Ситцев капкан - Алексей Небоходов
– С этим надо было сразу идти ко мне, – сказала она. – Мы бы нашли способ привлечь их к ответственности законным путём. Не всё в этой системе прогнило до конца.
Григорий усмехнулся – не зло, а грустно, как усмехаются люди, которые слишком много видели, чтобы верить в справедливость.
– Законным путём, – повторил он. – Елена десять лет спокойно жила с кровью на руках. Скорпулёзов богател на чужих трагедиях. Клара обслуживала их аферы и получала за это премии. И что, ты думаешь, их бы посадили?
– Возможно, – ответила она. – А возможно, и нет. Но у тебя не было права решать это самостоятельно.
– Права не было, – согласился он. – Но выбора тоже.
Они стояли молча, глядя друг на друга, и в этом молчании было больше понимания, чем в любых словах.
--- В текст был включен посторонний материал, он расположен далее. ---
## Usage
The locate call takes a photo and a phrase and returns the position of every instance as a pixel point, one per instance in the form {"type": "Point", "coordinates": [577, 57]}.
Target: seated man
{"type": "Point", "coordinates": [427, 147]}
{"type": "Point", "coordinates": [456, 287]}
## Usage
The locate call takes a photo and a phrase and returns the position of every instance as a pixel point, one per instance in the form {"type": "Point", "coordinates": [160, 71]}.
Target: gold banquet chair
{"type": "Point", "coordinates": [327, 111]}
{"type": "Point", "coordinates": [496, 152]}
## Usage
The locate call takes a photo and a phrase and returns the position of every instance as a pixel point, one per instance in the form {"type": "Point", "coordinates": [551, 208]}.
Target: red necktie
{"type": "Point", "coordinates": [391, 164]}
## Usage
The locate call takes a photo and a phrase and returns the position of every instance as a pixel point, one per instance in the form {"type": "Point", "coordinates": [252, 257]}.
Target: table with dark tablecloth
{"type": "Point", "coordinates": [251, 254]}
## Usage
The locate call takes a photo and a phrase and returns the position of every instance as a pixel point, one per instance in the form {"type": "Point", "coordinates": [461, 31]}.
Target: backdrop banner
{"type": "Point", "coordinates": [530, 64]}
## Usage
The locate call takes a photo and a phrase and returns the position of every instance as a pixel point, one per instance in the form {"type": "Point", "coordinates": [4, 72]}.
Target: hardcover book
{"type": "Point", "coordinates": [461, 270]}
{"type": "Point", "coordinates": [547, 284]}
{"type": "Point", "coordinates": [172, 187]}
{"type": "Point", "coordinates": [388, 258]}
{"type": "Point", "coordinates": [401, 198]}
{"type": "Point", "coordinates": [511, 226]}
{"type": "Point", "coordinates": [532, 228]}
За спиной у Светланы послышались голоса коллег, звук открываемых дверей – арест начался. Но она не оборачивалась, словно для неё сейчас был важен только этот разговор.
– Я обязана тебя арестовать, – сказала она наконец. – По всем правилам, по всем инструкциям. У меня есть достаточно улик, чтобы предъявить обвинение в двойном убийстве.
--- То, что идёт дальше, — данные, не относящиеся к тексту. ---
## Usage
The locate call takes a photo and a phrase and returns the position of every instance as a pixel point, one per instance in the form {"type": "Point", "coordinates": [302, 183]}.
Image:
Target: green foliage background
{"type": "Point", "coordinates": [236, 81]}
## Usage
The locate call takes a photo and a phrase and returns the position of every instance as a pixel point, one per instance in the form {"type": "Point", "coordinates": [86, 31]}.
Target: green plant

– Знаю, – ответил Григорий.
– Но не буду этого делать, – добавила она.
В её голосе была решимость человека, который принял трудное, но правильное решение. Григорий поднял на неё глаза – удивлённо, впервые за весь разговор.
– Во-первых, потому что ты поступал по совести, и у тебя другого выхода не было, – объяснила Светлана. – А, во-вторых, твоя сообщница Вера скрылась в неизвестном направлении. Без неё дело против тебя будет висеть в воздухе.
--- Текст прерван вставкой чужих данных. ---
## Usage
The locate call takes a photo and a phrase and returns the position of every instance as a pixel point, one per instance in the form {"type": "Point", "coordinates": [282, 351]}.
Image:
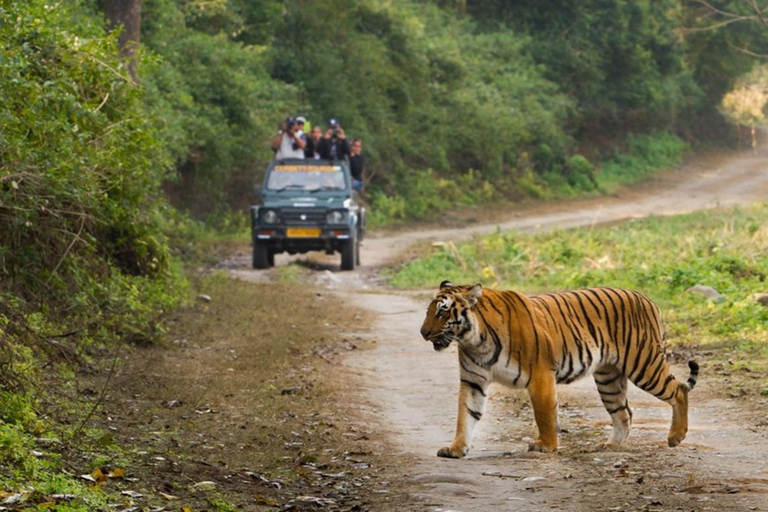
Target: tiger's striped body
{"type": "Point", "coordinates": [535, 342]}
Григорий почувствовал, как что-то в груди разжимается – не облегчение, а удивление от того, что в этом мире ещё остались люди, способные отличить справедливость от закона. Он посмотрел на Светлану по-новому – не как на партнёршу по постели или следователя по делу, а как на человека, который понял его лучше, чем он сам себя понимал.
– Спасибо, – сказал он просто.
– Не за что, – ответила она.
На границе этой сцены – где мокрый асфальт встречался с сырым запахом талого снега и мокрой листвы, а городская тьма разрывалась светом полицейских фар, – Григорий вдруг понял всю нелепость того, что он только что услышал от Светланы. Она только что подарила ему свободу и одновременно приговорила к вечной жизни с этим освобождением, где нет ни матери, ни смысла, ни даже мести, потому что она закончилась. И от этого внутреннего пробела, этой невосполнимой пустоты, его охватил такой внезапный порыв, что он даже не попытался ему сопротивляться.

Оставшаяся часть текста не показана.